By Sandy Hershelman
Elevator Pitch: A
slang term referring to the 20 to 60 seconds an entrepreneur has
to interest a venture capitalist in his or her business
No matter what your business, you should have an "elevator
pitch." The underlying premise is to imagine that you're
in an elevator with a potential client or investor. He is captive
for the length of the elevator ride.
"So, what do you do?" Donald Trump asks politely.
What you say to The Donald in those 30 precious seconds make, or
break, the first impression. This is why you should craft a well
practiced description of the benefits of using your company's product
and/or service. Sounds like you're writing a commercial, huh? Exactly.
Now, in the small town where I live, there's only one elevator within
30 miles. . .and it only goes up one floor. Chances are my magical
happen between floors.

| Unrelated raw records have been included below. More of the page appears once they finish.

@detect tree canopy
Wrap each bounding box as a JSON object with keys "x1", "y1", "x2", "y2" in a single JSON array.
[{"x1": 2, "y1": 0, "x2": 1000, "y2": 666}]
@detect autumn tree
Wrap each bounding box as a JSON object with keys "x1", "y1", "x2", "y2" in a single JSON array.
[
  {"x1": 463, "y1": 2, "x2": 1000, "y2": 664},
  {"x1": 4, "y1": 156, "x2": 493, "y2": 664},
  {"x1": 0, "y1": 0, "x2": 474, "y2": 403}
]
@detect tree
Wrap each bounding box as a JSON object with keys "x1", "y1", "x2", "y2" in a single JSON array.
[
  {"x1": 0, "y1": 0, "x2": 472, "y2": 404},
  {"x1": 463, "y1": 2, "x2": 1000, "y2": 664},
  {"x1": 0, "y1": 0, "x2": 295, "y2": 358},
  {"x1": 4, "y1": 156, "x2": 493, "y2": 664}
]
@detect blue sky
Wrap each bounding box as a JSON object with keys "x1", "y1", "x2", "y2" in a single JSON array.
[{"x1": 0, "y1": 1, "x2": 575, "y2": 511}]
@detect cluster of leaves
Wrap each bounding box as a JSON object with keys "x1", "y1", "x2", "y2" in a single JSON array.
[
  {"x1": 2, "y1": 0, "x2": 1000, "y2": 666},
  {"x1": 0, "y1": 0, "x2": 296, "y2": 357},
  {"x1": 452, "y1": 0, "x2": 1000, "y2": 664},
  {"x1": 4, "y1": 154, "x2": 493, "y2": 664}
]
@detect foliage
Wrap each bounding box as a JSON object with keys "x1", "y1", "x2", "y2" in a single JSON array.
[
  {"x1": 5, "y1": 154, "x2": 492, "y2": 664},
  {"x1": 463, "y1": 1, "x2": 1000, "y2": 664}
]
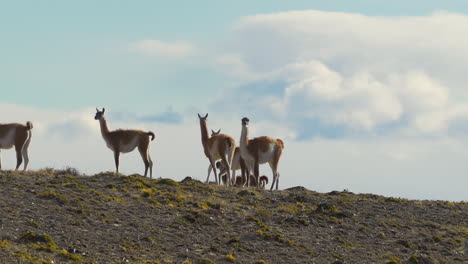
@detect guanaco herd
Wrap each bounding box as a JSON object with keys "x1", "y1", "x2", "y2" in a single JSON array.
[{"x1": 0, "y1": 108, "x2": 284, "y2": 190}]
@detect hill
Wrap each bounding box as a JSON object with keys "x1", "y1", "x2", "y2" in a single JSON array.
[{"x1": 0, "y1": 169, "x2": 468, "y2": 264}]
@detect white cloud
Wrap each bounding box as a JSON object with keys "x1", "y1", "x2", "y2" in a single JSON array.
[
  {"x1": 215, "y1": 11, "x2": 468, "y2": 136},
  {"x1": 0, "y1": 103, "x2": 468, "y2": 200},
  {"x1": 130, "y1": 40, "x2": 197, "y2": 58}
]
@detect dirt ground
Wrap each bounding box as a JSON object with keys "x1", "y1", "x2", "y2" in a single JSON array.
[{"x1": 0, "y1": 169, "x2": 468, "y2": 264}]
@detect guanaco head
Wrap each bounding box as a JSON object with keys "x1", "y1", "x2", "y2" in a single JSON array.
[
  {"x1": 211, "y1": 128, "x2": 221, "y2": 136},
  {"x1": 216, "y1": 161, "x2": 224, "y2": 170},
  {"x1": 94, "y1": 107, "x2": 106, "y2": 120},
  {"x1": 198, "y1": 113, "x2": 208, "y2": 121},
  {"x1": 242, "y1": 117, "x2": 250, "y2": 126}
]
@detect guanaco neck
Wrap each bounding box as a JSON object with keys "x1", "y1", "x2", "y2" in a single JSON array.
[
  {"x1": 99, "y1": 117, "x2": 109, "y2": 138},
  {"x1": 200, "y1": 120, "x2": 210, "y2": 146},
  {"x1": 239, "y1": 125, "x2": 249, "y2": 152}
]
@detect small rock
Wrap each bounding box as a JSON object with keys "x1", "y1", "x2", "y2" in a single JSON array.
[{"x1": 237, "y1": 190, "x2": 255, "y2": 196}]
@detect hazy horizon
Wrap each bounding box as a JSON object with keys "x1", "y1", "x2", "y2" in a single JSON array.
[{"x1": 0, "y1": 0, "x2": 468, "y2": 201}]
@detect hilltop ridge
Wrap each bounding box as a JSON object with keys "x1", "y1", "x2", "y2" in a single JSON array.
[{"x1": 0, "y1": 169, "x2": 468, "y2": 264}]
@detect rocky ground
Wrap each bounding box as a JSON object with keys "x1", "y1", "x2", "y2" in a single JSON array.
[{"x1": 0, "y1": 169, "x2": 468, "y2": 264}]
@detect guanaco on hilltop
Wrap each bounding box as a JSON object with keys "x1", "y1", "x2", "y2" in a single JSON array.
[
  {"x1": 239, "y1": 117, "x2": 284, "y2": 190},
  {"x1": 94, "y1": 108, "x2": 155, "y2": 179},
  {"x1": 198, "y1": 114, "x2": 236, "y2": 185},
  {"x1": 0, "y1": 121, "x2": 33, "y2": 170}
]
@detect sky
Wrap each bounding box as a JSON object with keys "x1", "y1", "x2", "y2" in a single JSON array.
[{"x1": 0, "y1": 0, "x2": 468, "y2": 201}]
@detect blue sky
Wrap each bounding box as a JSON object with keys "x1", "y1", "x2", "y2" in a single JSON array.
[
  {"x1": 0, "y1": 0, "x2": 468, "y2": 200},
  {"x1": 0, "y1": 0, "x2": 468, "y2": 112}
]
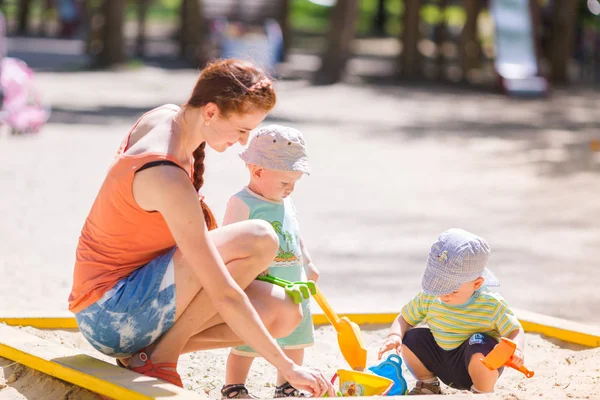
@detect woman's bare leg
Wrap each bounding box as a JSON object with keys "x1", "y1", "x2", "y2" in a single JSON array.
[{"x1": 134, "y1": 220, "x2": 302, "y2": 365}]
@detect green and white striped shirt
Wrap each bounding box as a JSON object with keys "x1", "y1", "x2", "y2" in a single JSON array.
[{"x1": 402, "y1": 289, "x2": 521, "y2": 350}]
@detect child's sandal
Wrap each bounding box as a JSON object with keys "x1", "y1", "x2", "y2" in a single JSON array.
[
  {"x1": 273, "y1": 382, "x2": 305, "y2": 398},
  {"x1": 127, "y1": 352, "x2": 183, "y2": 387},
  {"x1": 221, "y1": 383, "x2": 258, "y2": 399},
  {"x1": 408, "y1": 381, "x2": 443, "y2": 395}
]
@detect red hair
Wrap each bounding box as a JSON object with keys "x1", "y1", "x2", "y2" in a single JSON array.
[{"x1": 184, "y1": 59, "x2": 277, "y2": 230}]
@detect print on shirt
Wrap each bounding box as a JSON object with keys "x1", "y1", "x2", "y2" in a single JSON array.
[{"x1": 269, "y1": 221, "x2": 300, "y2": 266}]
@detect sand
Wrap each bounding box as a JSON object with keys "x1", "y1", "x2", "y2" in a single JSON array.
[{"x1": 0, "y1": 326, "x2": 600, "y2": 400}]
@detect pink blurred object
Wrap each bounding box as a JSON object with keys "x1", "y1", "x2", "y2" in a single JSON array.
[{"x1": 0, "y1": 57, "x2": 50, "y2": 134}]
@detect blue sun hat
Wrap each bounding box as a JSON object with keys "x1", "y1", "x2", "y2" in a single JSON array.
[
  {"x1": 240, "y1": 124, "x2": 310, "y2": 175},
  {"x1": 421, "y1": 229, "x2": 500, "y2": 296}
]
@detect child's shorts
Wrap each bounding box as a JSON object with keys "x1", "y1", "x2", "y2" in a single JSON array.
[
  {"x1": 75, "y1": 248, "x2": 175, "y2": 358},
  {"x1": 402, "y1": 328, "x2": 504, "y2": 390}
]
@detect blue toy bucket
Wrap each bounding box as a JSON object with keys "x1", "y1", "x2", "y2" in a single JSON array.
[{"x1": 369, "y1": 354, "x2": 408, "y2": 396}]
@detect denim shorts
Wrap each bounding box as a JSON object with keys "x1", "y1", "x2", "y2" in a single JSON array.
[{"x1": 75, "y1": 248, "x2": 176, "y2": 358}]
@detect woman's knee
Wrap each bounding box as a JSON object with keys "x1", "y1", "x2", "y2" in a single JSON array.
[{"x1": 268, "y1": 301, "x2": 303, "y2": 338}]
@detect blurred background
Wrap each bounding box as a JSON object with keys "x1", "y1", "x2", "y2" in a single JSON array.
[{"x1": 0, "y1": 0, "x2": 600, "y2": 324}]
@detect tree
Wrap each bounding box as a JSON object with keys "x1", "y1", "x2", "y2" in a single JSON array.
[
  {"x1": 179, "y1": 0, "x2": 206, "y2": 65},
  {"x1": 95, "y1": 0, "x2": 125, "y2": 67},
  {"x1": 460, "y1": 0, "x2": 482, "y2": 79},
  {"x1": 550, "y1": 0, "x2": 578, "y2": 83},
  {"x1": 433, "y1": 0, "x2": 448, "y2": 79},
  {"x1": 373, "y1": 0, "x2": 387, "y2": 36},
  {"x1": 398, "y1": 0, "x2": 421, "y2": 78},
  {"x1": 17, "y1": 0, "x2": 31, "y2": 35},
  {"x1": 315, "y1": 0, "x2": 359, "y2": 85},
  {"x1": 135, "y1": 0, "x2": 150, "y2": 57},
  {"x1": 277, "y1": 0, "x2": 292, "y2": 61}
]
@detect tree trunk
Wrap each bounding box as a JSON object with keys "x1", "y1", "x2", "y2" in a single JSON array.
[
  {"x1": 433, "y1": 0, "x2": 448, "y2": 80},
  {"x1": 399, "y1": 0, "x2": 421, "y2": 78},
  {"x1": 277, "y1": 0, "x2": 292, "y2": 61},
  {"x1": 460, "y1": 0, "x2": 481, "y2": 79},
  {"x1": 315, "y1": 0, "x2": 358, "y2": 85},
  {"x1": 550, "y1": 0, "x2": 578, "y2": 83},
  {"x1": 17, "y1": 0, "x2": 31, "y2": 35},
  {"x1": 179, "y1": 0, "x2": 206, "y2": 65},
  {"x1": 373, "y1": 0, "x2": 387, "y2": 36},
  {"x1": 96, "y1": 0, "x2": 125, "y2": 67},
  {"x1": 529, "y1": 0, "x2": 543, "y2": 74},
  {"x1": 135, "y1": 0, "x2": 150, "y2": 57}
]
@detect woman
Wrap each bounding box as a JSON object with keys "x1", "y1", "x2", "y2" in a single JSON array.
[{"x1": 69, "y1": 60, "x2": 333, "y2": 395}]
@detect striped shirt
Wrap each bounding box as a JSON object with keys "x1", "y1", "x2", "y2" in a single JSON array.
[{"x1": 402, "y1": 289, "x2": 521, "y2": 350}]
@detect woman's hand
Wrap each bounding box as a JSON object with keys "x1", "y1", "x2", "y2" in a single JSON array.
[
  {"x1": 282, "y1": 364, "x2": 335, "y2": 397},
  {"x1": 510, "y1": 349, "x2": 525, "y2": 368},
  {"x1": 377, "y1": 333, "x2": 402, "y2": 360},
  {"x1": 305, "y1": 263, "x2": 319, "y2": 283}
]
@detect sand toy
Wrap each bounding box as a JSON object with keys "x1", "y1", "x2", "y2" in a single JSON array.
[
  {"x1": 481, "y1": 338, "x2": 534, "y2": 378},
  {"x1": 256, "y1": 275, "x2": 317, "y2": 304},
  {"x1": 331, "y1": 369, "x2": 394, "y2": 397},
  {"x1": 369, "y1": 354, "x2": 408, "y2": 396},
  {"x1": 257, "y1": 275, "x2": 367, "y2": 371}
]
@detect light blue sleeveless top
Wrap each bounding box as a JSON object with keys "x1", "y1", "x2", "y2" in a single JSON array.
[
  {"x1": 233, "y1": 188, "x2": 314, "y2": 357},
  {"x1": 235, "y1": 188, "x2": 306, "y2": 281}
]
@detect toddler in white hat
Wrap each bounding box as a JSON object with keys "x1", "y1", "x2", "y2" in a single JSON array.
[
  {"x1": 221, "y1": 125, "x2": 319, "y2": 399},
  {"x1": 378, "y1": 229, "x2": 525, "y2": 394}
]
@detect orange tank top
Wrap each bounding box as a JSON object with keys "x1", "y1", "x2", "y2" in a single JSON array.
[{"x1": 69, "y1": 105, "x2": 191, "y2": 313}]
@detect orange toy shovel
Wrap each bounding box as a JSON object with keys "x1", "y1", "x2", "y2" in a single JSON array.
[
  {"x1": 313, "y1": 287, "x2": 367, "y2": 371},
  {"x1": 481, "y1": 338, "x2": 534, "y2": 378}
]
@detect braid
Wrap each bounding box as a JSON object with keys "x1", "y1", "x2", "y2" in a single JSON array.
[{"x1": 193, "y1": 142, "x2": 217, "y2": 231}]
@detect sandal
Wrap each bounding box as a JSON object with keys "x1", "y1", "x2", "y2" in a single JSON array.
[
  {"x1": 273, "y1": 382, "x2": 305, "y2": 398},
  {"x1": 221, "y1": 383, "x2": 258, "y2": 399},
  {"x1": 408, "y1": 381, "x2": 443, "y2": 395},
  {"x1": 126, "y1": 351, "x2": 183, "y2": 388}
]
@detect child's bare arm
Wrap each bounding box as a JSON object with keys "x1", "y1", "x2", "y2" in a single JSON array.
[
  {"x1": 300, "y1": 235, "x2": 319, "y2": 282},
  {"x1": 223, "y1": 196, "x2": 250, "y2": 225},
  {"x1": 377, "y1": 313, "x2": 412, "y2": 359}
]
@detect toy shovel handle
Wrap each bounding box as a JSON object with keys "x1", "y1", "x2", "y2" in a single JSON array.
[
  {"x1": 313, "y1": 286, "x2": 340, "y2": 333},
  {"x1": 256, "y1": 275, "x2": 291, "y2": 288},
  {"x1": 509, "y1": 364, "x2": 535, "y2": 378}
]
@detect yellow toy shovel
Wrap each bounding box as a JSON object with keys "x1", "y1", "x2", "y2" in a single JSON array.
[
  {"x1": 313, "y1": 287, "x2": 367, "y2": 371},
  {"x1": 256, "y1": 275, "x2": 367, "y2": 371}
]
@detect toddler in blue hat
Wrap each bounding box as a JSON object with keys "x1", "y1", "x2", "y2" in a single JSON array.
[{"x1": 378, "y1": 229, "x2": 525, "y2": 394}]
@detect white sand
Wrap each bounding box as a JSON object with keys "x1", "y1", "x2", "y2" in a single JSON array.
[{"x1": 0, "y1": 327, "x2": 600, "y2": 400}]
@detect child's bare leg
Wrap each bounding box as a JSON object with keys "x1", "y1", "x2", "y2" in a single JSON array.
[
  {"x1": 277, "y1": 349, "x2": 304, "y2": 386},
  {"x1": 402, "y1": 345, "x2": 434, "y2": 382},
  {"x1": 469, "y1": 353, "x2": 499, "y2": 393},
  {"x1": 225, "y1": 353, "x2": 254, "y2": 385}
]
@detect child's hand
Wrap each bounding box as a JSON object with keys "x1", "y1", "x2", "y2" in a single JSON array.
[
  {"x1": 258, "y1": 268, "x2": 271, "y2": 276},
  {"x1": 306, "y1": 263, "x2": 319, "y2": 282},
  {"x1": 377, "y1": 333, "x2": 402, "y2": 360},
  {"x1": 510, "y1": 349, "x2": 525, "y2": 368}
]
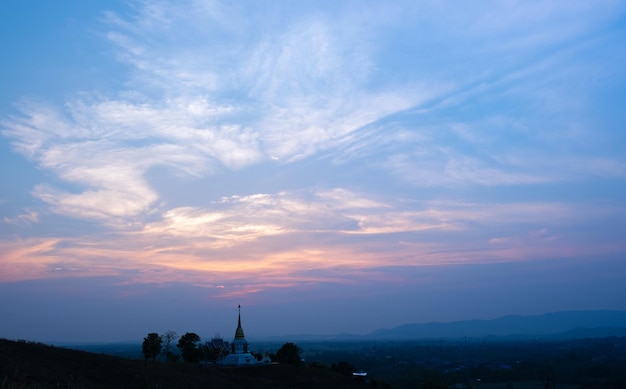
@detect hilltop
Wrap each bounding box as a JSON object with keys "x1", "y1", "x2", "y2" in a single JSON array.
[{"x1": 0, "y1": 339, "x2": 368, "y2": 389}]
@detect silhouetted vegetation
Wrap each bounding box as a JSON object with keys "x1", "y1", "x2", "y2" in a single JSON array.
[
  {"x1": 142, "y1": 332, "x2": 163, "y2": 361},
  {"x1": 176, "y1": 332, "x2": 202, "y2": 363},
  {"x1": 0, "y1": 339, "x2": 367, "y2": 389},
  {"x1": 275, "y1": 343, "x2": 302, "y2": 365}
]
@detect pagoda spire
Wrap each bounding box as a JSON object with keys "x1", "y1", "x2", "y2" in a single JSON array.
[{"x1": 235, "y1": 304, "x2": 245, "y2": 339}]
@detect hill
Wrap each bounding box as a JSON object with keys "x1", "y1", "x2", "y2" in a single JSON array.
[
  {"x1": 366, "y1": 311, "x2": 626, "y2": 340},
  {"x1": 0, "y1": 339, "x2": 367, "y2": 389}
]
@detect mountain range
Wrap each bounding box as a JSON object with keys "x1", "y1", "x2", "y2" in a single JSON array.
[{"x1": 266, "y1": 310, "x2": 626, "y2": 340}]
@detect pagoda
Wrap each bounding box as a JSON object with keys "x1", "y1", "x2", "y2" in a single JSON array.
[{"x1": 222, "y1": 305, "x2": 259, "y2": 365}]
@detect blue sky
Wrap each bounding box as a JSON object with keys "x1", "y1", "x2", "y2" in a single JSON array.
[{"x1": 0, "y1": 1, "x2": 626, "y2": 341}]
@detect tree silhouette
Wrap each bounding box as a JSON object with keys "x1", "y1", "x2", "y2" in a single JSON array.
[
  {"x1": 161, "y1": 330, "x2": 178, "y2": 362},
  {"x1": 142, "y1": 332, "x2": 162, "y2": 361},
  {"x1": 176, "y1": 332, "x2": 202, "y2": 363},
  {"x1": 276, "y1": 342, "x2": 302, "y2": 365}
]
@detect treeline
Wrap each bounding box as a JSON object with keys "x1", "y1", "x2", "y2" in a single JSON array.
[{"x1": 142, "y1": 331, "x2": 302, "y2": 365}]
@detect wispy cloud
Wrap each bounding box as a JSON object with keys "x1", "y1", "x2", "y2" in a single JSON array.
[{"x1": 0, "y1": 1, "x2": 626, "y2": 304}]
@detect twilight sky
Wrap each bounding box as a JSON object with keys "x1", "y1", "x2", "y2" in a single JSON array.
[{"x1": 0, "y1": 0, "x2": 626, "y2": 341}]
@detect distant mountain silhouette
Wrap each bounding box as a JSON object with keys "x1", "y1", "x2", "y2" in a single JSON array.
[{"x1": 365, "y1": 311, "x2": 626, "y2": 340}]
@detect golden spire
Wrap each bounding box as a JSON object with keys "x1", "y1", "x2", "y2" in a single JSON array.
[{"x1": 235, "y1": 304, "x2": 244, "y2": 339}]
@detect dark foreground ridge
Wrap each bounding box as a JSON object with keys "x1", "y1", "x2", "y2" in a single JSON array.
[{"x1": 0, "y1": 339, "x2": 370, "y2": 389}]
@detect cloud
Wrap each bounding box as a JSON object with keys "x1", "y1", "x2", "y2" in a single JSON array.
[
  {"x1": 1, "y1": 1, "x2": 626, "y2": 295},
  {"x1": 0, "y1": 211, "x2": 39, "y2": 226}
]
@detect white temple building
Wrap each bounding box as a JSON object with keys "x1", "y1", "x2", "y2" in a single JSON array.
[{"x1": 222, "y1": 305, "x2": 259, "y2": 365}]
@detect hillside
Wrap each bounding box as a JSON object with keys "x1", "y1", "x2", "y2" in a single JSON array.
[
  {"x1": 0, "y1": 339, "x2": 367, "y2": 389},
  {"x1": 365, "y1": 311, "x2": 626, "y2": 340}
]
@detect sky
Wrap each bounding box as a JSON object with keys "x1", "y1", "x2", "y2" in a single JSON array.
[{"x1": 0, "y1": 0, "x2": 626, "y2": 342}]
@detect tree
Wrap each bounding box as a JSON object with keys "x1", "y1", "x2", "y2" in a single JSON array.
[
  {"x1": 276, "y1": 342, "x2": 302, "y2": 365},
  {"x1": 142, "y1": 332, "x2": 162, "y2": 361},
  {"x1": 330, "y1": 361, "x2": 354, "y2": 376},
  {"x1": 161, "y1": 330, "x2": 178, "y2": 362},
  {"x1": 176, "y1": 332, "x2": 202, "y2": 363}
]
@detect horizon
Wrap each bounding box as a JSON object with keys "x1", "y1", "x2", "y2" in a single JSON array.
[{"x1": 0, "y1": 0, "x2": 626, "y2": 341}]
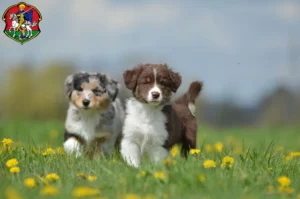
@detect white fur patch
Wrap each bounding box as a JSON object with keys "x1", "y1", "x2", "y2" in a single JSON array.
[
  {"x1": 147, "y1": 68, "x2": 162, "y2": 102},
  {"x1": 121, "y1": 98, "x2": 169, "y2": 167},
  {"x1": 64, "y1": 138, "x2": 82, "y2": 157},
  {"x1": 188, "y1": 103, "x2": 196, "y2": 117}
]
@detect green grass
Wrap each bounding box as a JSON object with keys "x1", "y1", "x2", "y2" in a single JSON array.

It'll happen at a party, in line at
the grocery store, or while I'm getting your tires rotated.
Your pitch needs to be well rehearsed, but sound like it's
off-the-cuff, casual conversation. Delivery is key. Smile, and look
them in the eye.
- Keep your pitch short and sweet, less than 150 words. My own
pitch is under 100 words. Then again, I have no problem winging
perfect strangers—and could talk for hours.
- Respect your
comfort zone, or you may not throw the pitch.
- Solve their problem.
No matter what your business does, you are solving a problem
by providing a service that someone else can't (or
doesn't want to) do.
- Keep it simple, in layman's language—no
trade lingo or acronyms. If you're not sure exactly how to pitch
without the lingo, ask your customers to describe you.
- Grab their
attention with a "hook," something sure
to spark questions.
- Depending on your business, you may need
to have more than one pitch, each tailored to different audiences.
passionate about what you do, and let it show.
- Make sure your
employees are well versed in the pitch, too.
Some marketing gurus say to conclude your pitch with a request
to contact them again. Be very careful with that one. If
it's appropriate to exchange business cards, do so. If not, make
a note of whom you pitched. It may come in handy later.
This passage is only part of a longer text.